La especialidad de esta artesana es la ropa para Niño Dios en miniatura / Juana María Olivo / El Sol de San Luis
Cons considera que la demanda de la ropa mini de Niño Dios ha ido en incremento en los últimos cinco años debido a que los padres de familia tratan de inculcar en los niños el amor al Niño Dios y les compran niños pequeños, otros son los que salen en las roscas de Reyes, y compran la ropita para que las niñas, los niños los vistan.
La venta del vestido mini es de hasta 80 por ciento más que los de tamaño “normal”, su venta ha ido en incremento, “yo hago hasta 300 por temporada y me faltan, empecé a hacer de 50 se me vendían muy rápido, incrementé el lote y a días de que termine la temporada de mayor venta quedan muy pocos ya, Soledad es muy tradicionalista, los vestidos que mas se venden son los de 6, 8, 10 y 12 centímetros”.

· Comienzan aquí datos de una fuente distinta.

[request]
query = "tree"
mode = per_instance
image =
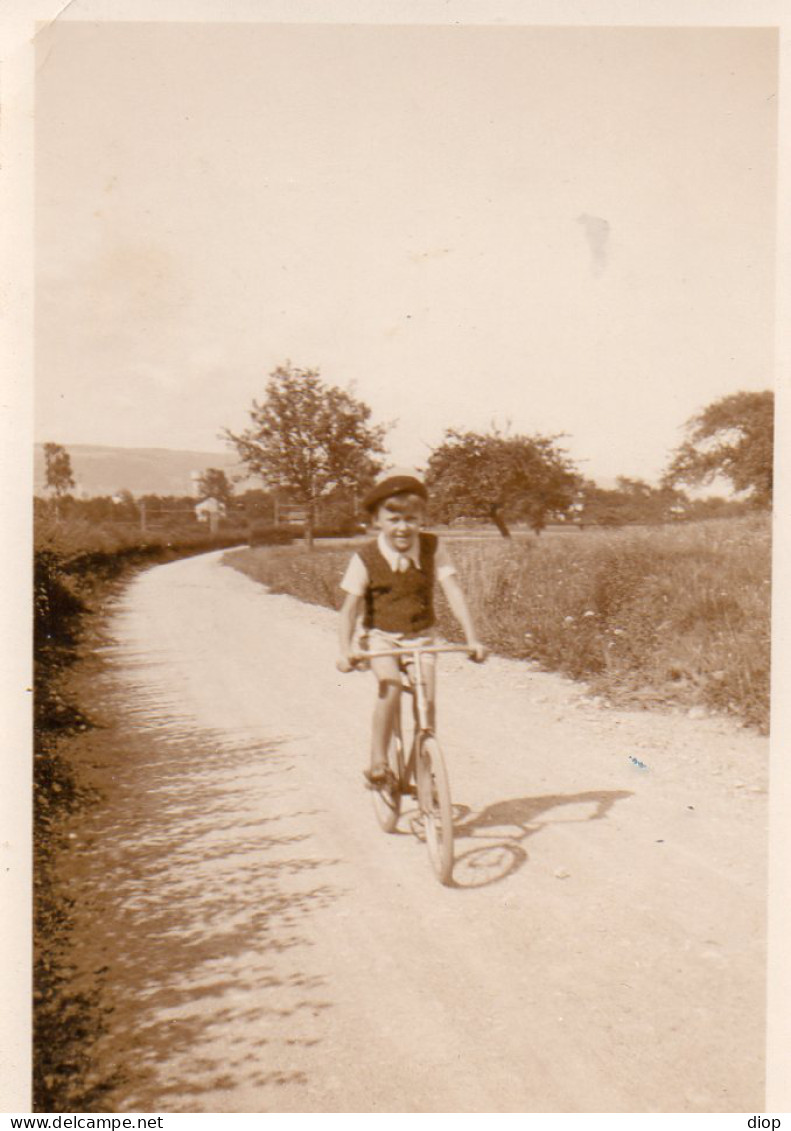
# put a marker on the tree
(214, 484)
(500, 477)
(59, 476)
(310, 439)
(733, 438)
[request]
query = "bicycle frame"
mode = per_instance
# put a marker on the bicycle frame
(424, 763)
(409, 657)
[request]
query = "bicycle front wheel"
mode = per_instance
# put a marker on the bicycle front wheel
(433, 796)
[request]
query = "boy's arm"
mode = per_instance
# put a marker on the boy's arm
(461, 610)
(350, 611)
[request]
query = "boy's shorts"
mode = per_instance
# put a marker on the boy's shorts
(378, 640)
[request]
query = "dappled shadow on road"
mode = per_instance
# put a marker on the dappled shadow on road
(506, 823)
(194, 883)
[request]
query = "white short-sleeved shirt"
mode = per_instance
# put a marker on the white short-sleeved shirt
(355, 578)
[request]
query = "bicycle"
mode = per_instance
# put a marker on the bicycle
(424, 765)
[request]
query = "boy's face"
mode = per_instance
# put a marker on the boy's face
(400, 519)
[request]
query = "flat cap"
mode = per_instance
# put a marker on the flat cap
(393, 485)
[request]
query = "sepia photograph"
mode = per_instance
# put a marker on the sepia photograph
(403, 471)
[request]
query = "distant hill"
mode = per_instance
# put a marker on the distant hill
(101, 471)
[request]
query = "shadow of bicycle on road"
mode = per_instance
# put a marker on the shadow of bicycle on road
(506, 823)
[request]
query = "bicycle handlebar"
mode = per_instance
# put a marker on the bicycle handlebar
(410, 652)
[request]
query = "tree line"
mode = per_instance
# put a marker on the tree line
(316, 446)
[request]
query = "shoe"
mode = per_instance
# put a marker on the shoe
(377, 777)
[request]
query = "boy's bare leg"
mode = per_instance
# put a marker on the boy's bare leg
(388, 697)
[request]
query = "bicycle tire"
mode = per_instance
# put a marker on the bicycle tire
(387, 799)
(433, 796)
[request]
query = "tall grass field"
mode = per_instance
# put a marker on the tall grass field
(654, 615)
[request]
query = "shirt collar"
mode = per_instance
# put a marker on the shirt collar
(393, 555)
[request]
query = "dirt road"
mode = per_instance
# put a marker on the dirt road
(263, 947)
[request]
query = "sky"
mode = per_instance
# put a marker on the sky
(560, 231)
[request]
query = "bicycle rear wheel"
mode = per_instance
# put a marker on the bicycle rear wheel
(387, 797)
(433, 796)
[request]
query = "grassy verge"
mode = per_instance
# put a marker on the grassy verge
(654, 615)
(77, 567)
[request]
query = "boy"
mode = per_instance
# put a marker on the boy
(390, 581)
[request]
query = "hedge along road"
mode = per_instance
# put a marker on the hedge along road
(264, 947)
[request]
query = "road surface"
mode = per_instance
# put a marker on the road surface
(263, 947)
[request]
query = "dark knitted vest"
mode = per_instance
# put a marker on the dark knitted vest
(400, 602)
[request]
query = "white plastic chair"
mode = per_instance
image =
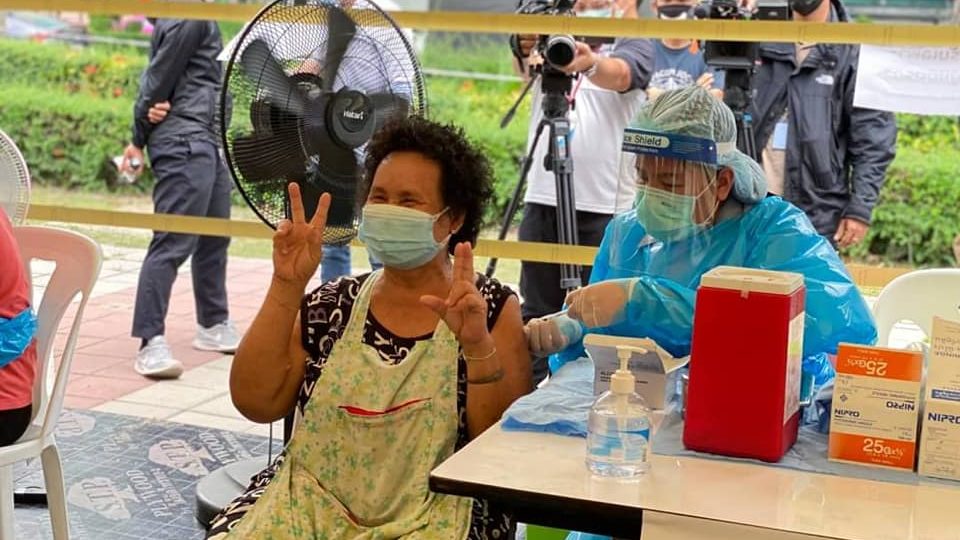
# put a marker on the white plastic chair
(78, 260)
(918, 297)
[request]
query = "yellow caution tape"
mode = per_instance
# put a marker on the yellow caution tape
(752, 31)
(528, 251)
(864, 276)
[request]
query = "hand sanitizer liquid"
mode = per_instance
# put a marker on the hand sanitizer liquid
(618, 429)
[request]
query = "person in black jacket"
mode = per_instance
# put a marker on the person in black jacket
(818, 150)
(175, 118)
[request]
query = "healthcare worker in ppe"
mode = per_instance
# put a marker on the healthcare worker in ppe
(700, 204)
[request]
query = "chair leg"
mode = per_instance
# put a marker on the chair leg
(56, 494)
(6, 502)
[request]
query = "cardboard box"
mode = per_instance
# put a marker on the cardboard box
(656, 372)
(940, 434)
(876, 399)
(940, 440)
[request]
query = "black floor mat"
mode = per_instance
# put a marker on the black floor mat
(129, 477)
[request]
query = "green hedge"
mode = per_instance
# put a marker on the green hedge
(918, 215)
(65, 69)
(478, 107)
(69, 110)
(66, 139)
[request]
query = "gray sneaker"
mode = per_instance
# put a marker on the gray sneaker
(156, 361)
(221, 337)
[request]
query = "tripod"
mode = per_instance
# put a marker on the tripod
(737, 94)
(555, 86)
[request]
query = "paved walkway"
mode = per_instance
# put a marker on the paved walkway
(102, 376)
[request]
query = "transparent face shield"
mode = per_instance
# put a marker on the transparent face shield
(676, 181)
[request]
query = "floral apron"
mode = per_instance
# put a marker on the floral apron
(358, 465)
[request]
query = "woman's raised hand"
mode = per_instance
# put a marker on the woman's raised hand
(297, 244)
(464, 311)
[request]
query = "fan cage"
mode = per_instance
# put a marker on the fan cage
(379, 59)
(14, 181)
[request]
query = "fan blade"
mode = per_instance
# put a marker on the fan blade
(263, 158)
(387, 105)
(265, 71)
(339, 178)
(340, 32)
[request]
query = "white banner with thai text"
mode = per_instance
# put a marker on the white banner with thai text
(919, 80)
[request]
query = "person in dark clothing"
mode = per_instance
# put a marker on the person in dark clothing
(175, 119)
(818, 150)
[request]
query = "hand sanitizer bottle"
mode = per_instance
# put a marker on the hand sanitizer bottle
(618, 430)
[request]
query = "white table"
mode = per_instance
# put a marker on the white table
(544, 480)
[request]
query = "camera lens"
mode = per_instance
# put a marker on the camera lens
(560, 50)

Los costos de las prendes varían de acuerdo al tamaño del Niño Dios y los elementos que la conforman / Juana María Olivo / El Sol de San Luis
Los precios van desde 80 pesos en adelante, los costos varían según el tamaño, tipo de bordado y modelo. También se hacen pedidos especiales que se envían a Villa de Arista, a la capital, y también a Estados Unidos, “tenemos un local en Los Arcos de San Pedro, y en temporada nos instalamos en el tianguis de la Plaza Principal de Soledad”.
En total la producción anual es de entre 2 mil 500 y 3 mil piezas, cada año en incremento según la demanda del año previo de venta, ya con 16 años instalándose año con año en el tianguis donde también se ofertan vestidos de todos los tamaños para los Peregrinos, la Virgen María y el señor San José.